The answer lies not in theory, but in the protest rallies of Abuja, the blackouts of Caracas and the underground schools that girls secretly attend in Kabul — places where 1.7 billion unbanked, 250 million battling high inflation or hyperinflation and 2.3 billion under authoritarian rule fight to survive. These stories rarely breach Western media algorithms, which act as a shadow-ban of the developing world, favoring headlines about ETFs over existential financial struggles. 

It doesn’t take too deep a look into these parts of the world to discover that Bitcoin is not only vital but uniquely vital in a way stablecoins and other altcoins do not and cannot replicate. Let’s look at three nations that are adopting Bitcoin over stablecoins and why.

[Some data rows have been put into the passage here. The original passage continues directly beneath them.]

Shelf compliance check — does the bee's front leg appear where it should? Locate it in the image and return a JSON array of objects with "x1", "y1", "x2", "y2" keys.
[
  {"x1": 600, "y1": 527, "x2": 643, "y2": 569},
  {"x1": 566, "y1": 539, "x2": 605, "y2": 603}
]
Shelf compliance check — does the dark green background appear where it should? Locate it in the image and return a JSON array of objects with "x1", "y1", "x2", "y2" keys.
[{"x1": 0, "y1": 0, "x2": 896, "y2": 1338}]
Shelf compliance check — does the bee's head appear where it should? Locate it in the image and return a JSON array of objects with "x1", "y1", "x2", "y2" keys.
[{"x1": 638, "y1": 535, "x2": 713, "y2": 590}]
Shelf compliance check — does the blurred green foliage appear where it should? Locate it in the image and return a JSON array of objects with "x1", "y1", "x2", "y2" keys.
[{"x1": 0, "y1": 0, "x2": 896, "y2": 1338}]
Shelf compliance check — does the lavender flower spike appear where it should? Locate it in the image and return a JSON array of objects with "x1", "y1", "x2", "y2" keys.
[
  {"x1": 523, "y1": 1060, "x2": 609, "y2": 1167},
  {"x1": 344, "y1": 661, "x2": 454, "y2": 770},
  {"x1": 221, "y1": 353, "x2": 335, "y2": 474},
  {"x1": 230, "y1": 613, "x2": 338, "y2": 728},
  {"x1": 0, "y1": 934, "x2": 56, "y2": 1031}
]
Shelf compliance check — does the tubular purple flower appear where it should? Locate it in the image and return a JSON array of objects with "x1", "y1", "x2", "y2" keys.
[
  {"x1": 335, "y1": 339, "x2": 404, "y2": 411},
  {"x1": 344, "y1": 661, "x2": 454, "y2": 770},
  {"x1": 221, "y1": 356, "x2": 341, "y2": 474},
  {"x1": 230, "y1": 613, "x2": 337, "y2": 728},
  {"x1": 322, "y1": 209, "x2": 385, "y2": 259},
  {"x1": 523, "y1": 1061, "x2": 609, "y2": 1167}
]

Nigeria: Where Sovereignty Outweighs Stability

Context: 223 million people, 95 million live on less than $1.90 a day. 23.71% inflation (April 2025), 18.3-20 million children not in school. Only 30% have access to safe drinking water

In 2024, Nigeria faced severe economic and political upheaval, with the local currency naira crashing to a record 1,643 per dollar by August — down from 460 in early 2023. This not only eroded savings and purchasing power, it eroded trust in the government and led to widespread protests over soaring inflation and fuel costs. These protests were triggered by widespread anger at government economic mismanagement and policies that failed to halt the economic slide. 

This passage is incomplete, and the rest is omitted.